Die Mutter steht den ganzen Tag in der Küche und bereitet das Festmahl zu, nebenher bäckt sie noch ein paar Plätzchen. Der Vater tauscht die abgebrannten Kerzen aus. Er paßt den Baum in den Ständer ein, ergänzt vielleich hier und da noch einen Ast, stellt ihn dann im Wohnzimmer auf. Holt die Getränke aus dem Keller. Und schmücken muß er die Krücke heute allein, damit die Mutter nichts mehr zu kritisieren hat. Er hängt also Strohsterne und Kugeln in die Zweige, und erst, als er das Lametta schon in der Hand hat, fällt ihm auf, daß da doch die Lichterkette fehlt. Leise fluchend versucht er, das Kabelgewirr auszufitzen. Nachdem er das endlich geschafft hat, probiert er aus, ob sie überhaupt funktioniert. Natürlich nicht! Wie sollte es auch anders sein … Es dauert einige Zeit, bis der Vater die Ersatzbirnchen gefunden hat. Dann endlich leuchtet das Ding. Eine ganze Weile später sind die elektrischen Kerzen im Baum verteilt, recht günstig für das Aussehen des Baumes, so denkt er. Vor dem Lametta muß er aber eine Pause machen.

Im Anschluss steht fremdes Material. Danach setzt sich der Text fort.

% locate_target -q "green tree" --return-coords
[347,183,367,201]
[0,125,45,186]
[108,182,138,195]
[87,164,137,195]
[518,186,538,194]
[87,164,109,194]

Die Mutter beginnt, die Kartoffeln für die Grünen Klöße zu reiben. Wenigsten ausdrücken könnte Vater das Zeug! Na, er ist ja nicht so, dabei hilft er seiner Frau selbstverständlich. Ach, wenn er schonmal in der Küche ist, kann er gleich einen Kaffee trinken und ein Stück Stollen essen. Er vergißt vor lauter Weihnachtsstreß, die gerade das Rotkraut rührende Mutter zu fragen, ob sie auch etwas möchte – typisch für ihn, andere hätten ganz sicher von sich aus an ihre Frau gedacht. Der Vater geht wieder ins Wohnzimmer und hängt endlich das Lametta an den Weihnachtsbaum. Hauptsächlich auf der Seite, die ins Zimmer zeigt; die Rückseite bleibt vergleichsweise kahl. Nach einer Stunde, in der er am Ende hier und da noch ein paar einzelne Fäden umordnet oder dazuhängt, ist aus der Krücke, wie seine Frau den Baum genannt hat, ein ganz ansehnlicher Weihnachtsbaum geworden. Unter dem legt er jetzt noch die Geschenke zurecht.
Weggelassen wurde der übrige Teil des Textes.